In other fungi, chitinases have been reported to be involved in the formation of spores and/or hyphal septa (1, 12). To test whether the C. neoformans endochitinases are needed for specific morphological stages during mating, reactions between compatible isogenic triple and quadruple endochitinase deletion strains were assayed for the presence of filaments and basidiospores. After 5 days on V8 agar slides and 21 days on V8 agar plates, crosses between wild-type KN99α and KN99a produced several hyphae that extended distally from the yeast mat. Most hyphae had well formed basidium with long chains of basidiospores (Fig. (Fig.9).9). With the exception of the CHI22 HEX1 MATα × CHI22 HEX1 MATa (chi2Δ chi21Δ chi4Δ α × chi2Δ chi21Δ chi4Δ MATa) mating pair, all other triple endochitinase deletion strains produced mating structures similar to wild type in form and number. Rarely, abnormal stunted filament structures were observed for the CHI22 HEX1 MATα × CHI22 HEX1 MATa crosses (Fig. (Fig.9).9). In addition, even with the longer incubation of 21 days on V8 agar plates no mating structures were ever observed with the chi2Δ chi21Δ chi22Δ chi4Δ HEX1 MATα × chi2Δ chi21Δ chi22Δ chi4Δ HEX1 MATa pair, suggesting that Hex1 alone could not compensate for the loss of all endochitinases during mating (Fig. (Fig.9).9). These data indicate Chi2, Chi21, and Chi4 are each sufficient for mating and spore production in C. neoformans.
In C. neoformans the MATa mating partner produces pheromone in response to environmental cues such as nitrogen starvation. In response to this signal the MATα mating partner sends out a conjugation tube (35). Interestingly, mating reactions between wild-type KN99α and CHI22 HEX1 MATa strains produced mating structures similar to those observed in the wild-type KN99α and KN99a crosses (data not shown). These data indicated that pheromone production and release by the CHI22 HEX1 MATa strain was not affected by the deletion of CHI2, CHI21, and CHI4. In contrast, mating reactions between CHI22 HEX1 MATα and wild-type KN99a strains rarely produced any mating structures, more resembling the CHI22 HEX1 MATα × CHI22 HEX1 MATa crosses having rare abnormal stunted filament structures with no sporulation (data not shown). These data suggested the deletion of CHI2, CHI21, and CHI4 in the MATα background severely affected the ability of this mating partner to produce a conjugation tube in response to the MATa pheromone and indicated their importance in the initiation of mating.

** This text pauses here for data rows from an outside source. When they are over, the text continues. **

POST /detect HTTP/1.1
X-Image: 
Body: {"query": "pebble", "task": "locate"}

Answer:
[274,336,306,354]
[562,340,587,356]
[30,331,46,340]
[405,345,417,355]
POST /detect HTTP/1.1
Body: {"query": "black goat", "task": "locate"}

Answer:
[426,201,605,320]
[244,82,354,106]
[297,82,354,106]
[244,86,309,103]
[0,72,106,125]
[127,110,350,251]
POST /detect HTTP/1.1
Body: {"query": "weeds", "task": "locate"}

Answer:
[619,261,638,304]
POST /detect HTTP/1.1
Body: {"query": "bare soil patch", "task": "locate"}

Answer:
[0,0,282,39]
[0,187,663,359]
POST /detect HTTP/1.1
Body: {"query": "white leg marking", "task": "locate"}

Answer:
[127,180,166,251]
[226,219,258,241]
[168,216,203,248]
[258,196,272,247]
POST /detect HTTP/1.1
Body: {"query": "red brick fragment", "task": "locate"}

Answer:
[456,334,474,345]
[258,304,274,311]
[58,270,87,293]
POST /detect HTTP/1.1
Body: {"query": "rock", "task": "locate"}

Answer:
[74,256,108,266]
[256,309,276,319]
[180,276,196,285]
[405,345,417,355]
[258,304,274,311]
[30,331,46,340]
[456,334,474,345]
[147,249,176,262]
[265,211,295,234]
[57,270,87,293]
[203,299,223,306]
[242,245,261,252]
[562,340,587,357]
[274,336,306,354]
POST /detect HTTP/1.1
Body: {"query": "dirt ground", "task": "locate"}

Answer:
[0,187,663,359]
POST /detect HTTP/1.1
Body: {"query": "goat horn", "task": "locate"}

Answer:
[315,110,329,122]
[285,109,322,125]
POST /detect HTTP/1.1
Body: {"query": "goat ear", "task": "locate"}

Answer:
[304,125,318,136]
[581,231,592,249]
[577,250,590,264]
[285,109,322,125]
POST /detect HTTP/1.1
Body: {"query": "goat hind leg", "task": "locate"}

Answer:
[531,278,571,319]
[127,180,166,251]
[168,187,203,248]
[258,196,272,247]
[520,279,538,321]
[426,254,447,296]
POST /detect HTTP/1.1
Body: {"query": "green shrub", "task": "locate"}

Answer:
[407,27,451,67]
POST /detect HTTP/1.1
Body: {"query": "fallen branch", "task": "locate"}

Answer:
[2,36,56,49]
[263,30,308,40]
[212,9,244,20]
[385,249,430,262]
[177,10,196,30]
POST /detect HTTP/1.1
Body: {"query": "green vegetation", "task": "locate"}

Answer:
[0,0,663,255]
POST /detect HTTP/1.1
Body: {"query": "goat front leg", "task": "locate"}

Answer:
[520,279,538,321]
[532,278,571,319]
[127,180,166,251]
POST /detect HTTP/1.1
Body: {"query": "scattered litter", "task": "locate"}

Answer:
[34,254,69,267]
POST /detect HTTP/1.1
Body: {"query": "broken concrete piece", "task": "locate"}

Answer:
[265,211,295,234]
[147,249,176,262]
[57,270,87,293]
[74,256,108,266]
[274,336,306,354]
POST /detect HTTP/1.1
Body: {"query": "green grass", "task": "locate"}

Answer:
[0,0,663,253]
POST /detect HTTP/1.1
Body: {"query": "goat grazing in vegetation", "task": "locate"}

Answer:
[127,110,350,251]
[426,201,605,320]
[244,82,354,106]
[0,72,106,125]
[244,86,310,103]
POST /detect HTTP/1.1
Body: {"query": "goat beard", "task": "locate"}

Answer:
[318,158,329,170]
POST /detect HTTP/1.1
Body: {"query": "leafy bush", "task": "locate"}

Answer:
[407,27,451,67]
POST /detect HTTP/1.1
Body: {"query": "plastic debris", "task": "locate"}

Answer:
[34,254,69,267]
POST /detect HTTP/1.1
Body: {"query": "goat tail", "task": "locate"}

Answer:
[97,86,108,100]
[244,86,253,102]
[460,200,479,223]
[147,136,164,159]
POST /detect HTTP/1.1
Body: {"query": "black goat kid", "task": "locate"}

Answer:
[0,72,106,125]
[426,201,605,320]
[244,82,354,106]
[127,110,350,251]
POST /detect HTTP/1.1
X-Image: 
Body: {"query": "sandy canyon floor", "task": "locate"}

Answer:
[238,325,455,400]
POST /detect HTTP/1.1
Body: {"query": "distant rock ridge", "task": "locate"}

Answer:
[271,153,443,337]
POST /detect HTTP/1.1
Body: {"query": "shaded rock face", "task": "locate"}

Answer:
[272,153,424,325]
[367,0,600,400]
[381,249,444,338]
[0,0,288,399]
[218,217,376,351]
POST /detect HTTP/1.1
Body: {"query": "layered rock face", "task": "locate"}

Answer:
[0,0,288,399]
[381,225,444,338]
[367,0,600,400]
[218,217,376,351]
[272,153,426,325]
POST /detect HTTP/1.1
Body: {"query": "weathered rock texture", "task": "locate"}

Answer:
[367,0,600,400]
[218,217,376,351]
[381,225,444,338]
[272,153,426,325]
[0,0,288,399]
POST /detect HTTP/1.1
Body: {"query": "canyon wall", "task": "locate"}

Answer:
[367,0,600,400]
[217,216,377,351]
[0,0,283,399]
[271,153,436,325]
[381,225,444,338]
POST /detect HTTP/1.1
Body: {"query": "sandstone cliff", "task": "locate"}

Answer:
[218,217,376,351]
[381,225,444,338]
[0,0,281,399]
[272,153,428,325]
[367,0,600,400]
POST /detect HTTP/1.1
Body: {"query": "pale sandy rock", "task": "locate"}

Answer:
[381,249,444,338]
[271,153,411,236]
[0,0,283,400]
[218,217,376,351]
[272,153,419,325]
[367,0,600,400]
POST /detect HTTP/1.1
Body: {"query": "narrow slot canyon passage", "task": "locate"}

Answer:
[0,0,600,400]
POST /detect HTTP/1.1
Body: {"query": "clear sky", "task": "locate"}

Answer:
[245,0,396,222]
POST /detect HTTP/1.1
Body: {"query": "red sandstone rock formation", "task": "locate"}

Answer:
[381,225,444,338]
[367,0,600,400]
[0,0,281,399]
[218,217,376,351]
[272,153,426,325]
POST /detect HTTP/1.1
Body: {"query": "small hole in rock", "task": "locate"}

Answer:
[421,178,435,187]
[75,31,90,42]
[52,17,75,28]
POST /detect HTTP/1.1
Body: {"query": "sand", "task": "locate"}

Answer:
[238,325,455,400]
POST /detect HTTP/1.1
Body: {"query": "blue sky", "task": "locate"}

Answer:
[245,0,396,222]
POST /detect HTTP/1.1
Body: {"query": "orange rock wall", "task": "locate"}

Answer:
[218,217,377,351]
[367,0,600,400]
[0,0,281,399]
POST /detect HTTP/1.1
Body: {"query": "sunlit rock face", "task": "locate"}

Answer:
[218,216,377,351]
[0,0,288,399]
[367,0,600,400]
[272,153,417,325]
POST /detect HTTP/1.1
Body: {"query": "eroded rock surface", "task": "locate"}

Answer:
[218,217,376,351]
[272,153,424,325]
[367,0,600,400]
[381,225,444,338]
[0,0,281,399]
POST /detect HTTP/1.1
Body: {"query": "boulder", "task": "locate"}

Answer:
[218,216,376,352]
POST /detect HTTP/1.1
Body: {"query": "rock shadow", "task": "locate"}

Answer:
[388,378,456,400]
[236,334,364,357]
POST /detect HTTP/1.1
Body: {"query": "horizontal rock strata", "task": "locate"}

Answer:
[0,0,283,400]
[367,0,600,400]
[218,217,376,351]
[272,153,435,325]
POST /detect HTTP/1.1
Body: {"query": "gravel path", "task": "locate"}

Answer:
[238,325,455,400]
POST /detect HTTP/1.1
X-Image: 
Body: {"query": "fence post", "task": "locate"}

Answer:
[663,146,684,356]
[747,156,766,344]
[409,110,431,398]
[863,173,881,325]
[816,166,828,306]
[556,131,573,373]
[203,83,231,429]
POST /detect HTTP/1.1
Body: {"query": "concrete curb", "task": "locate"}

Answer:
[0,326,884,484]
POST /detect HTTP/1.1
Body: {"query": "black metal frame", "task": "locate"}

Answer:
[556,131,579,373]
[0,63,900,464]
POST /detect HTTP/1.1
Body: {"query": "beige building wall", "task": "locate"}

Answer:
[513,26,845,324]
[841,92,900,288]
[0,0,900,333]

C. neoformans has a complex life cycle. Predominantly, it is maintained in the haploid yeast form, but it can also produce hyphae and basidiospores during both monokaryotic fruiting and sexual reproduction (7, 31). Chitin is an essential component of the fungal cell wall, and in other fungi chitinases have been reported to be important for cell separation, hyphal growth, and spore production or germination (1, 12). Chitinase activity has been reported in the yeast and hyphal forms of many fungi. In C. albicans, Cht2 and Cht3 activities were found in cultures of both yeast and hypha (36). Aspergillus spp. encode several different chitinases in their genomes; two examples are ChiA, which is a GPI-anchored chitinase that functions in cell wall remodeling and/or cell wall maturation, and ChiB, which functions in autolysis, indicating that it has an important role in the autolytic process in A. nidulans. (45, 55, 66, 67) In addition, S. cerevisiae has two chitinases. Cts1p functions specifically during vegetative growth and aids in separation of the daughter from the mother cell (27), where Cts2p functions specifically in the ascospore stage (Saccharomyces Genome Database entry by Bogengruber et al. in 2001).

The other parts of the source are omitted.